Miss Self-Important said...

According to David Brooks, helicoptering already existed in the '90s, so it must've swirled around us. My school district was not so demographically conducive to this, so I didn't see much of it. I knew one girl with an ambitious mother who enrolled her in all the gifted programs and things, but the girl was so plainly intellectually average that none of these efforts could compensate for her decidedly meh grades and test scores, and she went to a decent state school where, as far as I know, her streak of mediocrity continued, though I didn't hear about any kind of dramatic collapse due to the absence of Helicopter Mom. N=1.

Phoebe said...

I'm going to have to partially disagree with David Brooks, then. I went to the public and private schools most likely to have this sort of thing, and hung out with a lot of different people, so I can't imagine I missed it. My sense is, helicoptering did exist in the 1990s, but as a really marginal phenomenon. I remember individual cases of overscheduling/excessive handholding, but I remember them precisely because they were so unusual.

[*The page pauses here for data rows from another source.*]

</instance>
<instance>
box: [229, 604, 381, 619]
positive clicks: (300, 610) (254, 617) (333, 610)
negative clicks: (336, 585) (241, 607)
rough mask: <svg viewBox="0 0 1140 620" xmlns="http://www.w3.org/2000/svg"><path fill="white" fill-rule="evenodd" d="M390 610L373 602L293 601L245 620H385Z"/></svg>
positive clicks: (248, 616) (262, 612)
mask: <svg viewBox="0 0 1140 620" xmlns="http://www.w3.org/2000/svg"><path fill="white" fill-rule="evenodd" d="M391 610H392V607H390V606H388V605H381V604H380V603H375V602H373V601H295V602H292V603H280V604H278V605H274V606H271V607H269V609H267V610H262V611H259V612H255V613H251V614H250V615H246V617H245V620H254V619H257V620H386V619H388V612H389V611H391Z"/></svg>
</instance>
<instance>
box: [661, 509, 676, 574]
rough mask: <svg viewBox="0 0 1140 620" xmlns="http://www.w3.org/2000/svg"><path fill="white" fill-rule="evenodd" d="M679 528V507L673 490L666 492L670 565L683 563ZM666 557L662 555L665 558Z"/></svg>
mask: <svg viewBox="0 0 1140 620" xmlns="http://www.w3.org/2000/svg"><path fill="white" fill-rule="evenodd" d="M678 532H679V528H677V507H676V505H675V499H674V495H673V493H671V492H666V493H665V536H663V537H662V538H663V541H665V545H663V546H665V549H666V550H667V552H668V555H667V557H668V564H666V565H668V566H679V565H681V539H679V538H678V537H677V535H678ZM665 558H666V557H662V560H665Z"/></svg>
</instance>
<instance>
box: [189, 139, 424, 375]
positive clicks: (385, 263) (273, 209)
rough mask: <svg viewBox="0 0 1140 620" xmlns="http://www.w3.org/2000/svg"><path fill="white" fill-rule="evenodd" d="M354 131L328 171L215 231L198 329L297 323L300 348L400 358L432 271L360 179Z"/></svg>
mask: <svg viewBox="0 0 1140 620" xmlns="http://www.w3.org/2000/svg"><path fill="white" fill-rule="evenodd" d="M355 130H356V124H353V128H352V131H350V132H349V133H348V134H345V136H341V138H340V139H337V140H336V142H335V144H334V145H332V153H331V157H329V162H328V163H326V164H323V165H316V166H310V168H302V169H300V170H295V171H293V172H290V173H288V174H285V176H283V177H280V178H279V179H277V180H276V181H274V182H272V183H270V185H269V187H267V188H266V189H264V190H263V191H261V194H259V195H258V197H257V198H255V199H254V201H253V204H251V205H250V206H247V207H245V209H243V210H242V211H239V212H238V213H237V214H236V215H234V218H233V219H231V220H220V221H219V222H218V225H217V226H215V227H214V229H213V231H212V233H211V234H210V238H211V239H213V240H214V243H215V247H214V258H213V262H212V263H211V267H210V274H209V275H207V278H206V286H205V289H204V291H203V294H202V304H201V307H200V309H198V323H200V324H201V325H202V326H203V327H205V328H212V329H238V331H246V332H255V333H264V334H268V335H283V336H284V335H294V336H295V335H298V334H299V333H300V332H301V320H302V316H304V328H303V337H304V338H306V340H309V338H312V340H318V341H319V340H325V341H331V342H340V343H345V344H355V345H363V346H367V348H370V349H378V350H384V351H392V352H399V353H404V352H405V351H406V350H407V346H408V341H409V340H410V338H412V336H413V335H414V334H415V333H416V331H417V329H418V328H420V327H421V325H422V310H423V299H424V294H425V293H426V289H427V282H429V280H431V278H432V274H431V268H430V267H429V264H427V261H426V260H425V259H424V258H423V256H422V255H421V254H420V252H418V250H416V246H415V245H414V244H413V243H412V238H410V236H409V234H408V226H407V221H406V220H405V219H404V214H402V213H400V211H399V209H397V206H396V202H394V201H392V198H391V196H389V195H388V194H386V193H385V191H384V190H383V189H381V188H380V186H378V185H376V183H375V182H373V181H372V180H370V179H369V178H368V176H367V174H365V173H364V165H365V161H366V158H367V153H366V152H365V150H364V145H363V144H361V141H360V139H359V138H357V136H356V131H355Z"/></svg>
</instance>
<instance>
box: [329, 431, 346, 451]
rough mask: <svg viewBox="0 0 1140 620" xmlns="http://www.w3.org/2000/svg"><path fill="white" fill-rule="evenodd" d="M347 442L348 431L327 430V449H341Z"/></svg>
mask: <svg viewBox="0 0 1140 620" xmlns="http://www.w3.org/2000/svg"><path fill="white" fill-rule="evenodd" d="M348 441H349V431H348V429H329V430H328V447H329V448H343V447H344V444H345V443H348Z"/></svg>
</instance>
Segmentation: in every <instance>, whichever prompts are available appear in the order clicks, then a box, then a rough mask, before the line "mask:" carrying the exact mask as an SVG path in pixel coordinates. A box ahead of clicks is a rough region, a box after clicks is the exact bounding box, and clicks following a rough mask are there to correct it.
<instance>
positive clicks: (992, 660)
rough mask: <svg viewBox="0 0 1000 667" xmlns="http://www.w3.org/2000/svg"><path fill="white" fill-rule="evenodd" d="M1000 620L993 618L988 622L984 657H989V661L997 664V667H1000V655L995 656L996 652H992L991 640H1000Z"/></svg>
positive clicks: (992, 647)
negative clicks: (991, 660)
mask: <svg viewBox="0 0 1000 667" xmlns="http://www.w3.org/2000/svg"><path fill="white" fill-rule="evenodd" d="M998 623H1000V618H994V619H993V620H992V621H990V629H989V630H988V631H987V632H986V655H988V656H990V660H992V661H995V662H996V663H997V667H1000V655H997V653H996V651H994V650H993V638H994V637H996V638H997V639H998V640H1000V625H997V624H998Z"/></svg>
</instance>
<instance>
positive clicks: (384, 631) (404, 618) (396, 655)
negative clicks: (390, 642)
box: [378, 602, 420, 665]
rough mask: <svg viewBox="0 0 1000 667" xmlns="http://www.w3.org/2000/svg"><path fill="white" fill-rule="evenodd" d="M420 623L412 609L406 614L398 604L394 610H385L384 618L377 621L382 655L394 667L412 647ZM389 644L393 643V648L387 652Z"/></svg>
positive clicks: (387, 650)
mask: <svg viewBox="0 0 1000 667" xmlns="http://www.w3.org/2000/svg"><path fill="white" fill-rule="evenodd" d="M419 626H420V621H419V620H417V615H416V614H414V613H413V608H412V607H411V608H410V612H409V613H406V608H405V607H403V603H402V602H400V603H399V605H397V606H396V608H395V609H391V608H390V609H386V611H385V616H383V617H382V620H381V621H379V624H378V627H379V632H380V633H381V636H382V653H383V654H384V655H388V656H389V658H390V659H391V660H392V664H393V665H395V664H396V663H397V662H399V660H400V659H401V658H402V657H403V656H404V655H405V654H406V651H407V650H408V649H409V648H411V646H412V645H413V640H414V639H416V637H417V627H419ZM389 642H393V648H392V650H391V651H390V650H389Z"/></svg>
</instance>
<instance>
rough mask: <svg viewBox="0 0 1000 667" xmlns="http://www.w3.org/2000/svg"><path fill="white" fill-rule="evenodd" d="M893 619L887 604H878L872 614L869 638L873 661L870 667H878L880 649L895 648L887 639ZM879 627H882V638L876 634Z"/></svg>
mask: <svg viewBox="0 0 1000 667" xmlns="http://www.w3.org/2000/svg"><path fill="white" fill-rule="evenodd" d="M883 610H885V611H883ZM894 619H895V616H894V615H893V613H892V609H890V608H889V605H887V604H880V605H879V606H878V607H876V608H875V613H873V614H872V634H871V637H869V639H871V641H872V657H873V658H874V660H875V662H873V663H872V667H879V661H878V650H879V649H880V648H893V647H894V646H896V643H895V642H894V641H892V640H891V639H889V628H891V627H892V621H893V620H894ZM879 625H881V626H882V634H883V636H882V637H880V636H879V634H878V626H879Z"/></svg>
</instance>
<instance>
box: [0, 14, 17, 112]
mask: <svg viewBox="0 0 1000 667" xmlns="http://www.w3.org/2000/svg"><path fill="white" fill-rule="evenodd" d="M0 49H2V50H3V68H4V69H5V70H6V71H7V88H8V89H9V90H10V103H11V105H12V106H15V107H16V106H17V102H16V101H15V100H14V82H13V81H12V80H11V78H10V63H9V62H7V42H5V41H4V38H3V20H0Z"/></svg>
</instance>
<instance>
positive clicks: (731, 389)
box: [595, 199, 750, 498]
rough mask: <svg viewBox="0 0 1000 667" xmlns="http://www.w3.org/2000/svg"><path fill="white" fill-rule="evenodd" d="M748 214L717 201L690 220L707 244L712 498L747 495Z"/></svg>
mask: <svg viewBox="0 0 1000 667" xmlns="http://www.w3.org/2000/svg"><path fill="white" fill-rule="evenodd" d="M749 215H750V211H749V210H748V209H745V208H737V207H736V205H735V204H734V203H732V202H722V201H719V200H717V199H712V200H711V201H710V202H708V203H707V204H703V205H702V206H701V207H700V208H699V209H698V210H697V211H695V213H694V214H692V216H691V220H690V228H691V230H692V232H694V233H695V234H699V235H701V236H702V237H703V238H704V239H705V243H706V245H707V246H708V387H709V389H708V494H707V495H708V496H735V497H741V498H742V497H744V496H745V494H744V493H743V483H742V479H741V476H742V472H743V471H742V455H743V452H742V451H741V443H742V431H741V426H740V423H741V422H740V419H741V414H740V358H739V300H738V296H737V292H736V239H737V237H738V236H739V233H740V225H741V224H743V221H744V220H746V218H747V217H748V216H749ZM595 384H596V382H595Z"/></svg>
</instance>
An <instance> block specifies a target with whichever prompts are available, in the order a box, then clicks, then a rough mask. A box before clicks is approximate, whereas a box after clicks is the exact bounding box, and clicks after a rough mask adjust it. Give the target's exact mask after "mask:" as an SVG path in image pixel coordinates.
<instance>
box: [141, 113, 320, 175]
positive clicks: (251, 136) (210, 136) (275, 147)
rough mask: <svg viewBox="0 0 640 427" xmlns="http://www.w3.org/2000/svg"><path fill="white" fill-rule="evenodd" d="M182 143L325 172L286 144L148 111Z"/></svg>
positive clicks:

My theory - and no doubt that of many others as well - is that what changed was the arrival of the smartphone. Before, parents on some level understood that they couldn't always know what their kids were up to. Whereas now, kids are always reachable (or can be punished if they don't pick up/text back), and everything they drink or smoke, every class they cut, is bound to end recorded on social media.

Back in my day (she says, from the ancient vantage point of 30), when there weren't these phones, the only parents who helicoptered used tremendous and really unusual levels of manipulation. Most parents - most people! - don't have that in them.